Turkey has moved several steps closer to violent self-destruction, while the European Union has turned itself into a farce. Who is going to think of the EU as a global actor with normative power – even on a regional level – now that it finds itself in the role of rubberstamping and in fact facilitating Turkey's slide into the abyss? That question, naturally, has only a very limited life-span, since this is certainly not the first time the EU leaves reformists, revolutionaries and liberals in the cold, whether in its potential pre-accession neighbourhood in the Balkans or in the Middle East, whose people only ever have been disposable entities.
So what do we learn from all this, apart from the unspectacular revelation that a benign European teleology, with the holocaust as regrettable aberration and colonialism as really not that important is but a fantasy? And that the darkness in European history is much more salient than its discursive negation. Certainly, that we are women and men in dark times, to paraphrase Hannah Arendt. Maybe that we have to insist on the post-colonial, self-reflective and emancipatory moment that we can also find in enlightenment thought if we look for it closely enough. That we will have to continue the struggle to ensure that the Zombies cannot dictate the rules of the game.
We also have to prepare ourselves for the possibility that many more people will die. The most trying challenge will therefore be not to turn into Zombies no matter how terrifying our immediate prospects are, but to hang on to our common humanity. No, we are not Zombies, and no human being is disposable.
 Henry A. Giroux, Zombie Politics and Culture in the Age of Casino Capitalism, New York: Peter Lang, 2011.
 Matti Bunzl, Anti-Semitism and Islamophobia.

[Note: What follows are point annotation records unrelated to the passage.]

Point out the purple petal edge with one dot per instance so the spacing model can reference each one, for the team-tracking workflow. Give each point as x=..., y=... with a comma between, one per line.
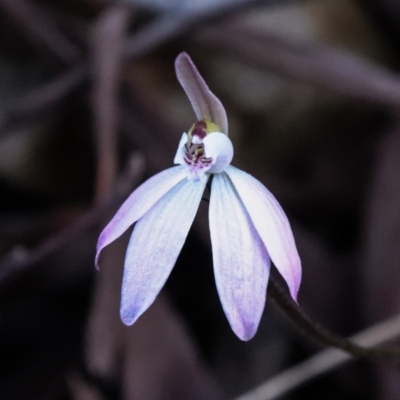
x=137, y=204
x=272, y=225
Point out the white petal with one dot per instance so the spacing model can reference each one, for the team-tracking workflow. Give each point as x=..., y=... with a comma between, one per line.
x=205, y=104
x=219, y=148
x=140, y=201
x=156, y=242
x=241, y=261
x=180, y=152
x=271, y=224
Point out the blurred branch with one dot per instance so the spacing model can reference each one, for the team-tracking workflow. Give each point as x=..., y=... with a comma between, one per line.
x=15, y=264
x=38, y=25
x=323, y=362
x=323, y=66
x=44, y=97
x=153, y=35
x=107, y=43
x=314, y=330
x=169, y=26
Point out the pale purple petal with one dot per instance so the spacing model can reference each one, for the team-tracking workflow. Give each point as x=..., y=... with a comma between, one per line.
x=219, y=148
x=271, y=224
x=205, y=104
x=241, y=261
x=140, y=201
x=156, y=242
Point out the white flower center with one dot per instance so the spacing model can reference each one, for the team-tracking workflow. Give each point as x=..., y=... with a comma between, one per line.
x=203, y=151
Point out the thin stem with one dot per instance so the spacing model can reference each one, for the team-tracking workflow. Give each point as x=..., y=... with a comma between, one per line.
x=321, y=363
x=320, y=334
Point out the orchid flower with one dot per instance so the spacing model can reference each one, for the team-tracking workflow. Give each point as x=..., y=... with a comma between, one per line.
x=248, y=227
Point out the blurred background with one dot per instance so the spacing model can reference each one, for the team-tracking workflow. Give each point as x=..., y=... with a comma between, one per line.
x=90, y=107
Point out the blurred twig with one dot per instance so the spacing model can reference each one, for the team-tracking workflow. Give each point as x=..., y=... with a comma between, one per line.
x=164, y=29
x=107, y=42
x=44, y=97
x=169, y=26
x=320, y=334
x=323, y=362
x=12, y=265
x=336, y=70
x=40, y=27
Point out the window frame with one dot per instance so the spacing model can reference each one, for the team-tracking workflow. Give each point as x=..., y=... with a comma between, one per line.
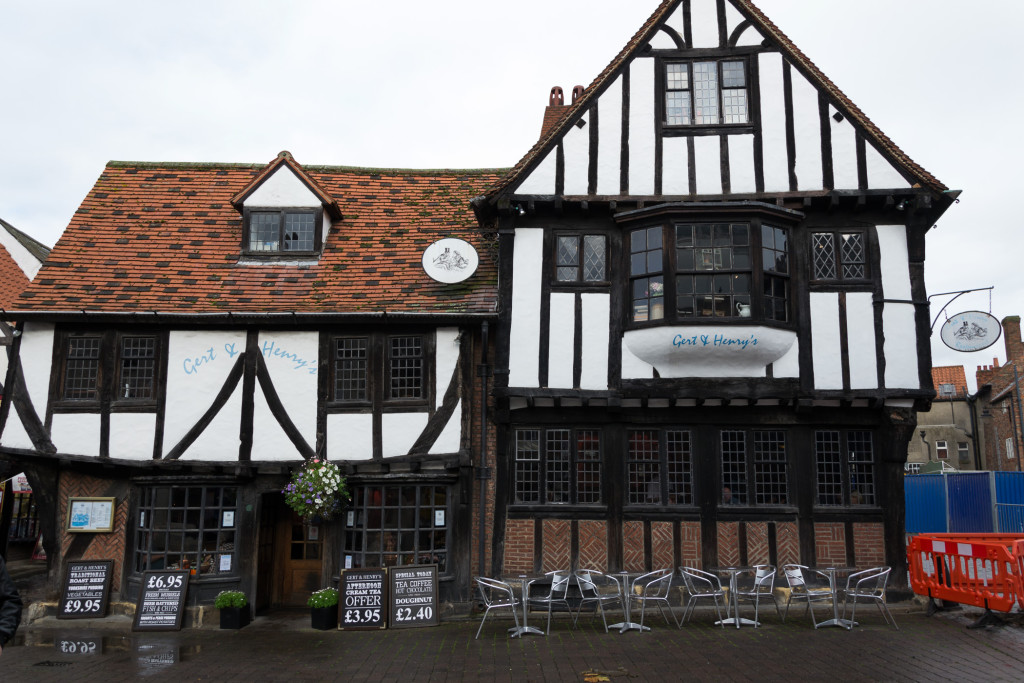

Hatreds Old and New in Europe, Chicago: University of Chicago Press, 2007.
 A recent video of PSV Eindhoven supporters humiliating a group of Roma women strongly suggests that this ejection of the other from the universe of mutual obligations is now a universal reality among segments of European societies. I do not provide a link to the video, as I find it grossly indecent and dehumanising. I would like to add an anecdote though: I came across these terrifying scenes the day after I attended a workshop at the Dutch Centre for Genocide Studies, where among many great scholars, a respected Dutch genocide scholar spoke of the cultural dispositions of Middle Eastern men, who are prone to violence and inhuman behaviour.
 There is a wide range of videos with this title (often with add-ons like "The Tidal Wave" of "The death of Europe"), translated into all major languages available on Youtube.
 Yohanan Benhaim and Kerem Öktem, 'The rise and fall of Turkey’s soft power discourse. Discourse in foreign policy under Davutoğlu and Erdoğan', European Journal of Turkish Studies (21) 2015. Available here.
 Mark Mazower, Dark Continent. Europe's Twentieth Century, New York: Random House, 1998.